Título: Índia já é tratada como potência
Autor: Paulo Sotero
Fonte: O Estado de São Paulo, 05/03/2006, Internacional, p. A19

As autoridades indianas nunca esconderam que viam o histórico acordo de cooperação nuclear que o primeiro-ministro Manmohan Singh e o presidente George W. Bush anunciaram na última quinta-feira - e o conseqüente reconhecimento formal da Índia como membro pleno do clube das potências atômicas - como uma etapa importante da caminhada do país asiático rumo a uma cadeira cativa e permanente em um Conselho de Segurança (CS) das Nações Unidas ampliado.

O Brasil, a Alemanha e o Japão são aliados da Índia na reforma do Conselho. Perguntado por que os EUA não apóiam a pretensão de Nova Délhi a um lugar próprio no CS, durante a entrevista coletiva que concedeu com Singh, Bush evitou responder diretamente, mas deixou a porta aberta. Ele disse que "tem a mente aberta e está ouvindo". No ano passado, Washington endossou publicamente pela primeira vez a idéia da ampliação do Conselho ao anunciar seu apoio à ascensão do Japão e a adição de um total de "dois, ou algo assim" novos membros aos cinco permanentes atuais: os próprios EUA, Rússia, China, França e Inglaterra.

Na entrevista, Bush reiterou a posição de Washington, segundo a qual a reforma do CS não deve ser tratada de forma isolada e precisa ser precedida por mudanças em outros órgãos da ONU, como a sua Comissão de Direitos Humanos. "O que não queremos é ter uma medida de reforma do CS que cause a paralisação das outras reformas", disse. "Apoiamos a reforma e estamos interessados em diferentes formas de reformar o CS das Nações Unidas."

Interessados em fornecer combustível, tecnologia e equipamentos para o programa de energia nuclear indiano, França, Inglaterra e Rússia aplaudiram o pacto EUA-Índia. O silêncio inicial da China sugere que Pequim não vê com entusiasmo a oficialização da ascensão de uma potência rival da Ásia, e poderá usá-la como mais um motivo para continuar a barrar a reforma do CS. Por razões históricas, relacionadas com a ocupação da Mandchúria pelo Japão antes da 2ª Guerra Mundial, os chineses vetariam qualquer reforma que privilegiasse Tóquio.

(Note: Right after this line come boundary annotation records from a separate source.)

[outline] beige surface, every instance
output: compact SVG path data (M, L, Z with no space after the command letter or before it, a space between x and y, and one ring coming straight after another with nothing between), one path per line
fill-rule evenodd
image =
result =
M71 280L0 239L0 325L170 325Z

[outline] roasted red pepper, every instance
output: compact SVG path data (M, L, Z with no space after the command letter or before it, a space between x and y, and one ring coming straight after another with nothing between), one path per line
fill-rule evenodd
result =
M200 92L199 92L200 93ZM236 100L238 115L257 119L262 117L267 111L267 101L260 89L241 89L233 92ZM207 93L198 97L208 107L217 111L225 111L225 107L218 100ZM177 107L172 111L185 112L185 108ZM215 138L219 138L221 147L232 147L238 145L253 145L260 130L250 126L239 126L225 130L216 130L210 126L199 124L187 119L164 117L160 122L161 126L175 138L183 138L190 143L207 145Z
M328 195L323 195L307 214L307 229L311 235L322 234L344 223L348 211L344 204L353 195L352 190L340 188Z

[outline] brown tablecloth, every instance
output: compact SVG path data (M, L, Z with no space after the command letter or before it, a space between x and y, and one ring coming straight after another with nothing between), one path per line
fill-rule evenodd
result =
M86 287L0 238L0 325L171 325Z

Os efeitos reais do acordo nuclear EUA-Índia para as pretensões de ascensão de Nova Délhi ao principal foro político internacional só serão conhecidos depois que o pacto for ratificado pelo Congresso americano. Esta não será uma tarefa fácil para um presidente desacreditado e em fim de mandato, como Bush, que está hoje com uma taxa de aprovação popular de 35%. Parlamentares republicanos e democratas mostram-se céticos sobre o acordo. Na comunidade acadêmica e entre especialistas em não-proliferação, a criação de um regime nuclear especial para a Índia, que está embutida no acordo anunciado por Bush e Singh, provocou reações francamente hostis. "Não significa nada dizer que 14 dos 22 reatores nucleares da Índia estarão agora sob salvaguardas", afirmou ao New York Times Robert Einhorn, do Centro de Estudos Estratégicos Internacionais, que foi alto funcionário da área de não-proliferação da administração Bill Clinton. "O significativo é o que os indianos poderão fazer com os reatores não cobertos pelas salvaguardas. Ou seja, poderão aumentar enormemente a produção de material fóssil para bombas nucleares."

George Perkovich, vice-presidente da Fundação Carnagie para a Paz Internacional, disse que o acordo "permitirá à Índia produzir quantas armas nucleares quiser" e, do lado americano, "foi negociado pelo Papai Noel, com o objetivo de fazer o máximo de concessões possível".